Foundation Heads East
The Long Island Community Foundation, which has supported the good works of nearly 40 East End nonprofit organizations, marked its 20th anniversary at a party in Amagansett on Oct. 18, where officials announced a $20,000 grant to a newly formed land preservation coalition here.
The Community Foundation's officials also outlined plans to expand its East End presence - plans they expect will be aided by news that a Bridgehampton resident for 32 years, who is determined to remain anonymous, has created a "charitable remainder trust," which will put "millions" of dollars in the foundation's hands after his death for "things that are important to him and to the future of the East End."
Anonymity Goal
The charitable trust, arranged through the foundation, is an example of how an individual can assure that nonprofit groups of the donor's choice benefit financially in perpetuity, while maintaining the donor's anonymity, something not possible through other means, Marilyn Oser, a Community Foundation spokeswoman, explained.
Ms. Oser said the foundation can help individuals of modest means wishing to make smaller contributions to organizations here. The foundation's professionals invest the monies, she said, and its board assures the continued "integrity" of the donations, as well as the charities'.
Banks and others who can act on behalf of donors "tend not to want to handle small accounts," Ms. Oser said.
Through a community foundation, donors can designate specific nonprofit beneficiaries - East Hampton Meals On Wheels, for example - or they can give to a general "community response fund," for "the elderly of the East End," for example, or "youth at risk." Such designations would leave specific grant decisions in the hands of the Community Foundation.
New Coalition Gains
The organization's officials claim that working through a community foundation is more economical in arranging donations than through a private attorney or financial adviser. The Community Foundation charges an annual administrative fee of either 2 percent of the amount of grants paid, or 2/10 of 1 percent of an individual fund's total assets, whichever is higher.

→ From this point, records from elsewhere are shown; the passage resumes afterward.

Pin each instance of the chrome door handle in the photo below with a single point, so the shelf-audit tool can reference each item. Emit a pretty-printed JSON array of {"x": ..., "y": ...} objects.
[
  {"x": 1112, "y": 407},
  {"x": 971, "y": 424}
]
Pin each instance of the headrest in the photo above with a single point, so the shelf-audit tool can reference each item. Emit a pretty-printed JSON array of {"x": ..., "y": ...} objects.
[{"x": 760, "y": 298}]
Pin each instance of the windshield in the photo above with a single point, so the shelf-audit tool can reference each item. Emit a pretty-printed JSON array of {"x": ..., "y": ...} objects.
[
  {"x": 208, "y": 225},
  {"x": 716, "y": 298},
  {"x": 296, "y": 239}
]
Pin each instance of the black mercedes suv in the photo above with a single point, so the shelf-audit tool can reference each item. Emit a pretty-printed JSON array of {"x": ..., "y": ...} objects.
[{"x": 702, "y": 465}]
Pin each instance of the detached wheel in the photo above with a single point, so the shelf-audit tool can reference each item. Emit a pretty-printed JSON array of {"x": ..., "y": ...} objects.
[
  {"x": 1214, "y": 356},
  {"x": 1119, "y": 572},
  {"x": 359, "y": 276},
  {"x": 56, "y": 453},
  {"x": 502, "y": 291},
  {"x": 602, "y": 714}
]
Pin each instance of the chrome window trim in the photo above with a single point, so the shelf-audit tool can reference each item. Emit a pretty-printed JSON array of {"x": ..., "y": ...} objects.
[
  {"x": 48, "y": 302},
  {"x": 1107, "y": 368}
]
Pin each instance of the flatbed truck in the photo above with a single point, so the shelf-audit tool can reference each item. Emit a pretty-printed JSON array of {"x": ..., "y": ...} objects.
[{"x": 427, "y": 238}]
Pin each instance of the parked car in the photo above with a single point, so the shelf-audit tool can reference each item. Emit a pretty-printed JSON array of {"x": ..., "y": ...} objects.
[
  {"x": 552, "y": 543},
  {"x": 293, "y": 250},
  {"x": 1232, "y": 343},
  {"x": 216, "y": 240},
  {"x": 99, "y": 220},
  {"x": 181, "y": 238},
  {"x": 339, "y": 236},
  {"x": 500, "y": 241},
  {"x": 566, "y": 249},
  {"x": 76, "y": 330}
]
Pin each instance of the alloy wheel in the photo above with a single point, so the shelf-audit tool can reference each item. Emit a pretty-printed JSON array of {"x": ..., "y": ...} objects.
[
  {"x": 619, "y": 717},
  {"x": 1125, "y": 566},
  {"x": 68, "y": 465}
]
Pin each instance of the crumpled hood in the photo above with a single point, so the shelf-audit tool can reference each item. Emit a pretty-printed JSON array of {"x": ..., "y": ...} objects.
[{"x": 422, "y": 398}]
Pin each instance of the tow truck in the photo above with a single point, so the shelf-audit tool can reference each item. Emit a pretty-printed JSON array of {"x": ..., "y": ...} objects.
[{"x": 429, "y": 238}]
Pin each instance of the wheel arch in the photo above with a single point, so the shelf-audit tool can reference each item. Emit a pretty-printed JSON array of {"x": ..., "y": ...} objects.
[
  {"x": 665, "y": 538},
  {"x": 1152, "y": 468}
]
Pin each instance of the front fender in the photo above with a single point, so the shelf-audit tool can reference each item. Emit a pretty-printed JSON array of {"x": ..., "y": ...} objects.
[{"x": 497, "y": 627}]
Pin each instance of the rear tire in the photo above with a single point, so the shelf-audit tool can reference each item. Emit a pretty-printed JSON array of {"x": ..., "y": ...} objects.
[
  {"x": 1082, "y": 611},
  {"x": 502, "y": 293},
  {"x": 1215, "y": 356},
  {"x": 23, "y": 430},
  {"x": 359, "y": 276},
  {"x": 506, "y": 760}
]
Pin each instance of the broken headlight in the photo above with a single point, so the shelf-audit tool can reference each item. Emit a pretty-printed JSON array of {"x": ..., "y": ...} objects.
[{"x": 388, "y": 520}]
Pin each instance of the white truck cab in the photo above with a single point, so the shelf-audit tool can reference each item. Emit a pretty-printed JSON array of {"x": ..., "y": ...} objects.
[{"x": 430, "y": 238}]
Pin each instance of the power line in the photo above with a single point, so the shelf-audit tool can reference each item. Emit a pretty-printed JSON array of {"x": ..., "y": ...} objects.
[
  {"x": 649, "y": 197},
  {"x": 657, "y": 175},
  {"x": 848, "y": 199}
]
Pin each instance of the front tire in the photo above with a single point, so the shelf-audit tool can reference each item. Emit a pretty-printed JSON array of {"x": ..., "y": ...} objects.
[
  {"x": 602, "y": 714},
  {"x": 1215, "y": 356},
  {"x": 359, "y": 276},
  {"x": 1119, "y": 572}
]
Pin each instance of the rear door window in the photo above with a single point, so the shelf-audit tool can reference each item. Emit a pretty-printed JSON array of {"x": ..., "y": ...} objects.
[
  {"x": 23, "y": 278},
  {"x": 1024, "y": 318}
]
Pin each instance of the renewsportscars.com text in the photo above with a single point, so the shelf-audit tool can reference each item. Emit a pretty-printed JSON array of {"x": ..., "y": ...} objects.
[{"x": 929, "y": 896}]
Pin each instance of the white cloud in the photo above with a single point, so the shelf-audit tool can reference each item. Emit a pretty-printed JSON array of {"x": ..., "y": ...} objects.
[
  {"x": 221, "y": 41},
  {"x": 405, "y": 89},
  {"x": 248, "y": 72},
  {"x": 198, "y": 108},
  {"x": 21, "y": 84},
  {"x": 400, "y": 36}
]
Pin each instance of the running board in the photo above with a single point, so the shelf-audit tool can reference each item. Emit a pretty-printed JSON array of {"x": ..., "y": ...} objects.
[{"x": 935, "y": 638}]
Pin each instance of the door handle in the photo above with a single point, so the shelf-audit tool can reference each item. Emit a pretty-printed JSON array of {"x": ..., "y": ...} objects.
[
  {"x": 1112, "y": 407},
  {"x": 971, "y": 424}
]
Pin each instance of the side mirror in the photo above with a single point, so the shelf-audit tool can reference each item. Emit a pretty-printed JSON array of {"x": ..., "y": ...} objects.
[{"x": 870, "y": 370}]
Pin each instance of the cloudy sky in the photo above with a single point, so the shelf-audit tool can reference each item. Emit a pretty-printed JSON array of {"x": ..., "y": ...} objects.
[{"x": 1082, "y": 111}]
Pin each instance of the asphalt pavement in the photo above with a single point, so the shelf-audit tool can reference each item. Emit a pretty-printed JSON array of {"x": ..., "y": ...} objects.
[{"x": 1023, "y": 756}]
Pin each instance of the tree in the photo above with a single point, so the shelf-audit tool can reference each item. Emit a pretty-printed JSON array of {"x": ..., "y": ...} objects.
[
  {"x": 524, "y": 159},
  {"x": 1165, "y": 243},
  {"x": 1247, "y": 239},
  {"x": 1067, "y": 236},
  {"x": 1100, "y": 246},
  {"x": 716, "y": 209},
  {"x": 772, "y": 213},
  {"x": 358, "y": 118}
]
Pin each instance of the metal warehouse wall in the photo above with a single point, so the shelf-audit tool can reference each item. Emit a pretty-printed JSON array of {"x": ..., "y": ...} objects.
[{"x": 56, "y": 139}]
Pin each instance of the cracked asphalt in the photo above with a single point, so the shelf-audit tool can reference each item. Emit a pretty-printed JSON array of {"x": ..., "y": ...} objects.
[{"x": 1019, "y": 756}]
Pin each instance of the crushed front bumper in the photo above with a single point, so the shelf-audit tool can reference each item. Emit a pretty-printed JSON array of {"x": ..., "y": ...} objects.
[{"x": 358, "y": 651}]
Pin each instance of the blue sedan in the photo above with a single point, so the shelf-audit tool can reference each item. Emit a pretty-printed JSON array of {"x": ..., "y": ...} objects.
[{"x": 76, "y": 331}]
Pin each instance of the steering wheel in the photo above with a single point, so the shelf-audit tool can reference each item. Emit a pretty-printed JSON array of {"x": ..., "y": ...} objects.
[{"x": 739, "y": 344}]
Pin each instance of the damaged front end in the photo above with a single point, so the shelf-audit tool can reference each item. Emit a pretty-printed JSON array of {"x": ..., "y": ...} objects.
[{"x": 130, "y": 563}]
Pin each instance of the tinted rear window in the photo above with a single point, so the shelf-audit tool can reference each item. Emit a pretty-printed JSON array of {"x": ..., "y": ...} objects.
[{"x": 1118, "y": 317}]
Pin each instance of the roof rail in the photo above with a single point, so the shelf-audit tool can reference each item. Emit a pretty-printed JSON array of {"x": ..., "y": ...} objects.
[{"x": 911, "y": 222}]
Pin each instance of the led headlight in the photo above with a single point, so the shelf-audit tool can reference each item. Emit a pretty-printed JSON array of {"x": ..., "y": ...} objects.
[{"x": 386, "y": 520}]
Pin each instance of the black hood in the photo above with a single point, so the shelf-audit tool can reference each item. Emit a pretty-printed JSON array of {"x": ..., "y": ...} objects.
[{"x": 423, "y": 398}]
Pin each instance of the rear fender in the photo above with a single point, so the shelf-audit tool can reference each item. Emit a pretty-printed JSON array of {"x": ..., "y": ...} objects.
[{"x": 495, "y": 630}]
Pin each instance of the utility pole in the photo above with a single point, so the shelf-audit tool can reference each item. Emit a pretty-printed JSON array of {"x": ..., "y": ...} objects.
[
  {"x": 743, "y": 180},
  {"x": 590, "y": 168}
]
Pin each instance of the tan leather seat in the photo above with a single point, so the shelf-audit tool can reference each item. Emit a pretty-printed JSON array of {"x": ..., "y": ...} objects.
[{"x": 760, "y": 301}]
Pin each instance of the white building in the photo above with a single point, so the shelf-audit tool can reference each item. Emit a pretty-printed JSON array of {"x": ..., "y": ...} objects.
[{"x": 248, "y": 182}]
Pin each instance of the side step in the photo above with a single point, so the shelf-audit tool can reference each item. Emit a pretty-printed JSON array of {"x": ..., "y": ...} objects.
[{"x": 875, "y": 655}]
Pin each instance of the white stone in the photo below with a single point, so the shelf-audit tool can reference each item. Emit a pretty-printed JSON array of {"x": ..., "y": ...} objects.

A member of the New York Community Trust, the nation's largest community foundation, the Long Island Community Foundation last year gave $1.9 million in grants to a variety of nonprofit organizations, most on Long Island, and about $400,000 on the East End.
The $20,000 grant announced at the Oct. 18 anniversary party went to a new coalition called the East End Initiative For Regional Land Conservation and Planning, comprised of the Group for the South Fork, the Peconic Land Trust, the Nature Conservancy's South Fork-Shelter Island Chapter, and the North Fork Environmental Council.
It is the first of several $20,000 grants Ms. Oser said the Community Foundation will make here, and throughout Long Island, from monies raised specifically for this anniversary year.
East End Seminar
Officials said they expected to open a satellite South Fork office, probably in the Bridgehampton National Bank's main office. The organization is headquartered in Jericho. It will hold its first East End seminar, free to lawyers, accountants, and other financial advisers, on Nov. 18, from 8:30 to 11 a.m. sponsored by the Community Foundation in cooperation with the Bridgehampton Bank and the Peconic Land Trust.
The morning's speakers will be William R. Ginsberg, a Hofstra University law professor and member of the law firm of Sive, Paget & Riesel, and Rochelle Korman and Joseph P. Scorese of Patterson, Belknap, Webb & Tyler. Both law firms are in New York City.
Philanthropic Center
The Community Foundation is guided by a board of advisers. Jill Tane, its chairwoman, said its goal was to become "the center for philanthropy on Long Island." She said the Community Foundation helps residents "become the philanthropists they dream of being."
The East End will have its own advisory committee which will determine annual allocation of the fund's proceeds here.
Beneficiaries of the Community Foundation include a wide range of organizations, concerned with health, child care, animal welfare, the arts, and land preservation.